Conversation analysis has provided invaluable insights into the structural organization of conversation, but language production and comprehension has been studied largely outside this environment, with the typical psycholinguistic paradigm involving a single participant speaking or listening in social isolation (Kuhlen & Abdel Rahman, 2023) [see Language Production]. Some advances have been made in studying psycholinguistic processes in combination with conversational principles and phenomena, for example, centering around the debate about how early next speakers begin to plan their turn, or investigations into how early social actions are ascribed when dialogues are observed (Bögels & Levinson, 2017). One major challenge the field faces is developing experimental paradigms suitable for manipulating and measuring both behavior and cognitive processes that relate to the key features and dimensions characterizing conversation in a manner that retains as much as possible of the spontaneous, naturalistic nature of conversation. Amongst others, such paradigms may rest on virtual reality to capture the multimodal, face-to-face nature of human communication [see Virtual Reality] and neuroimaging methods (such as dual-electroencephalogram or –functional magnetic resonance imaging) to measure multiple brains during interaction.

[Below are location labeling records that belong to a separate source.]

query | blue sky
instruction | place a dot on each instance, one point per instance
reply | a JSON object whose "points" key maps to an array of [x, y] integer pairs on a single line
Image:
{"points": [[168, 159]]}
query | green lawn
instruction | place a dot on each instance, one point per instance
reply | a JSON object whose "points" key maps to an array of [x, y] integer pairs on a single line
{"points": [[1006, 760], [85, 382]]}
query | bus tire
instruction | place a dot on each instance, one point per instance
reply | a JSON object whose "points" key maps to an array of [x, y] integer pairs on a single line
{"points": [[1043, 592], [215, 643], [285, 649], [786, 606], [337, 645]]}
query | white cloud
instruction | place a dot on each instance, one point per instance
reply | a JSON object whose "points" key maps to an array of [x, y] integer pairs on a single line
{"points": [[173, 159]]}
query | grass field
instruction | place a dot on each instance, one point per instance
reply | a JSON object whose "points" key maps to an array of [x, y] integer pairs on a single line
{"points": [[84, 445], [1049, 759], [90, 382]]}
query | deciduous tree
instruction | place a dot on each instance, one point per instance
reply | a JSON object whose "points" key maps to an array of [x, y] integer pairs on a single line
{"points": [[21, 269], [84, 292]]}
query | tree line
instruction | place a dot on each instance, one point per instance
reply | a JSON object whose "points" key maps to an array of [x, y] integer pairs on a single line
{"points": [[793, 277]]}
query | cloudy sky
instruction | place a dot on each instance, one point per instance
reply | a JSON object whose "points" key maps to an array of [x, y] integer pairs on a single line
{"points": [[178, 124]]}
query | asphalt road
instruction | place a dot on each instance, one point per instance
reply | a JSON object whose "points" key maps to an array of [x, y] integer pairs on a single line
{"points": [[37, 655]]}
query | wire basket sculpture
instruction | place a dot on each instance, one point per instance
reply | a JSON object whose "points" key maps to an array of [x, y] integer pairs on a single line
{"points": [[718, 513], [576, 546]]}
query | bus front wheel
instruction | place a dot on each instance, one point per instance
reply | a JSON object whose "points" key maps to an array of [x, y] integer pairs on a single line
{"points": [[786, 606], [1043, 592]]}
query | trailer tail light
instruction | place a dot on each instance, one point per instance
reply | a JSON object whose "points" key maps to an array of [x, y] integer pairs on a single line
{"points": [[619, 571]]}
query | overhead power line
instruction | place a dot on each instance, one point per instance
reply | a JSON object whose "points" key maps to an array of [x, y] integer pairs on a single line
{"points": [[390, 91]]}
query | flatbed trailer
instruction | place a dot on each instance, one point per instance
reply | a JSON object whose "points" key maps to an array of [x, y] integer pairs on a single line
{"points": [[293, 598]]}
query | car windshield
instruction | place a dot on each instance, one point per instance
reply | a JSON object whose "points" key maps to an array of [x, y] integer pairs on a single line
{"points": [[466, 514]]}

The human experience of social interaction is undergoing a major change due to the rapid rise of digital technologies, and conversations with virtual agents are likely to become the norm in the decades to come. Likewise, regarding the abovementioned novel paradigms that are and will need to be developed to study cognitive processing in situated conversational settings, conversing with virtual humans in increasingly immersive settings will play a prominent role. Creating multimodal conversational behaviors that appear and feel realistic therefore seems appealing and important if the aim is to create interactive experimental paradigms that employ virtual humans. At the same time, the field must grapple with the ethical and moral implications this can give rise to, especially if the extent of the realism affects processes that are core to human interaction such as intersubjectivity, trust, and interpersonal affiliations.
Clift, R. (2016). Conversation analysis. Cambridge University Press.
Levinson, S. C. (2016). Turn-taking in human communication – Origins and implications for language processing. Trends in Cognitive Sciences, 20(1), 6–14. https://doi.org/10.1016/j.tics.2015.10.010
Schegloff, E. A. (2007). Sequence organization in interaction: A primer in conversation analysis. Cambridge University Press.